夢のある就職ではなかった
これまで働いていた中学校、その真向かいの精神科の病院に、槐は事務員で採用された。夢のある就職ではなかったが、親に生活費を入れることが、槐には重要だった。出勤初日に、事務長さんが「外よりも病院は安全ですよ、安心して働いてください」と言ったが、安全の意味は分からなかった。
病院は桜の景勝地の小高い丘を見上げる低地に、多摩川支流の川を背にして建っていた。

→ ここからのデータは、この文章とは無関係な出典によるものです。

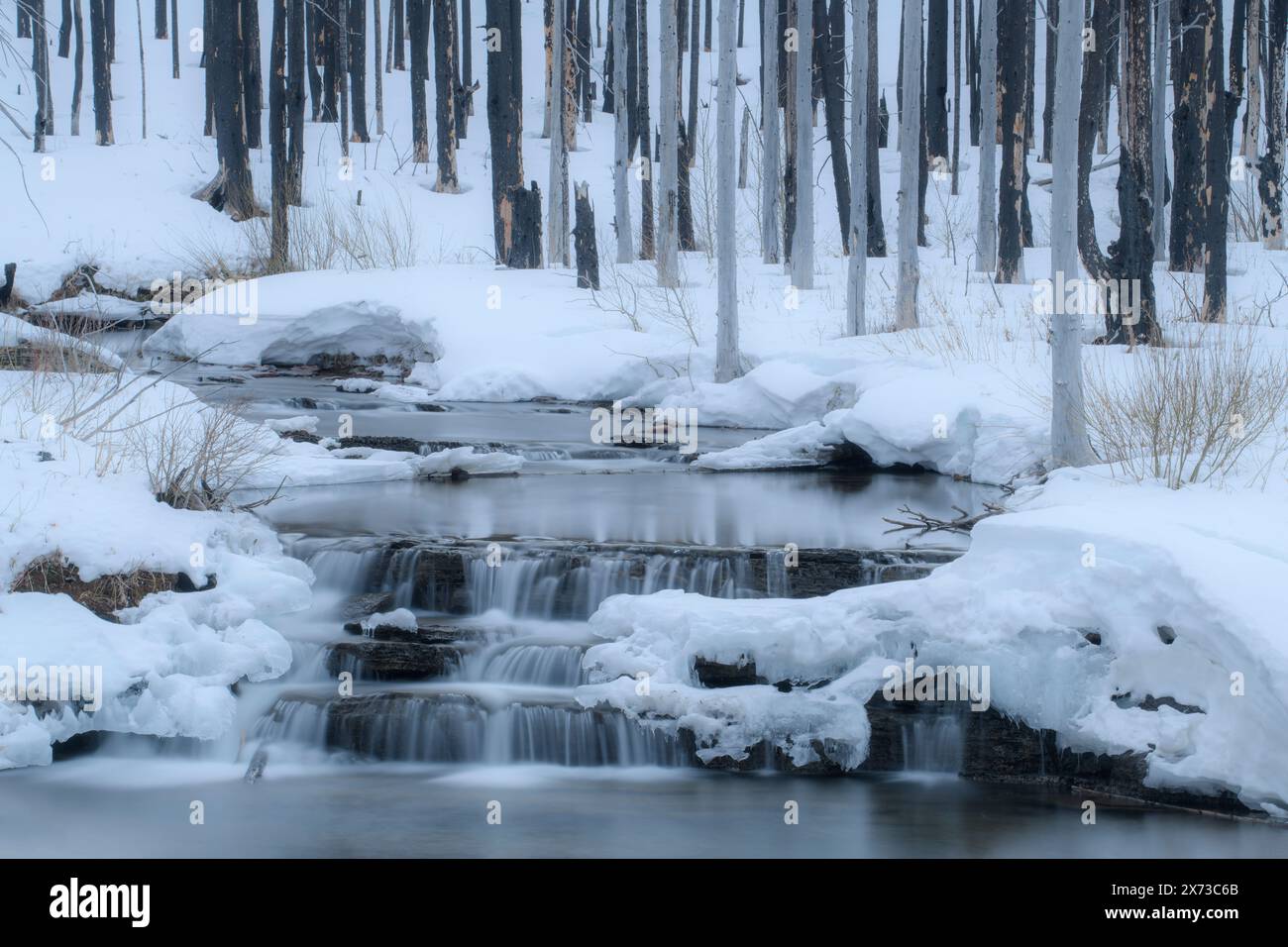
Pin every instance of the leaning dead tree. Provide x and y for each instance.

病院用の橋を渡ると、由緒ある木造の講堂と管理棟があった。プールが表玄関横にあるのも珍しかった。患者さん用のプールだと、しばらくして知った。木造平屋の病棟が並び、南側には患者さん用の運動場や、西側には、農作業ができる田圃もあった。
槐の職場は、管理棟を通り抜け、病棟への通路に沿った「医事臨床社会活動部」の事務室である。医療事務は六人、ソーシャルワーカーが二人、部長は副院長のラン先生が兼務であった。
二人のソーシャルワーカーに出会い、人を支える、とてもやりがいのある職業だと思った。将来槐もなりたいと憧れたのだった。
医療事務で病棟にカルテを取りに行く仕事があった。病棟の入り口のブザーを押すと、小窓から看護師さんが槐を確認し、ドアを開けてくれる。入室と同時にガシャンと鍵がかけられた。槐はカルテを受け取り、ドアを開けてもらい病棟から出ると背後でガシャンと鍵が閉められた。
どんなことでも仕事には向き合った槐だが、この仕事だけは負担だった。ソーシャルワーカーになったらそんなわけにはいかないと、その時はまだ考えられなかった。
一人前に
槐は、初めて死者を送る仕事をした。
病院の東側の山の裾に、コウモリが棲む、戦時中の防空壕の洞穴が残っていた。その近くに一戸建ての霊安室の建物があり、医事係の槐は患者さんが亡くなると、お線香を上げに霊安室に行った。
入口の引き戸を開けると左側に小さなのぞき窓があり、その窓の前にはお線香を上げる棚が備えられ、窓の奥が遺体の安置場所であった。病理医の小柄な女性のコデマリ先生が、そのまた奥の部屋で、遺体の解剖をしていると聞く。
槐は遺族が通夜で泊まる部屋を掃除し、お茶の道具や布団等を用意した。一九六五(昭和四〇)年頃で冷暖房の設備もなく貧弱であった。お線香を準備し、遺族に患者さんのお小遣いと入院費を精算した。葬儀は秘かに行われ、出棺は病院用の橋のたもとの守衛室前で、医師と看護師たちで見送った。
槐はとても大切な場に立ち会い、社会人の役割を果たせたようで誇らしく思った。そして一人前になったと思った。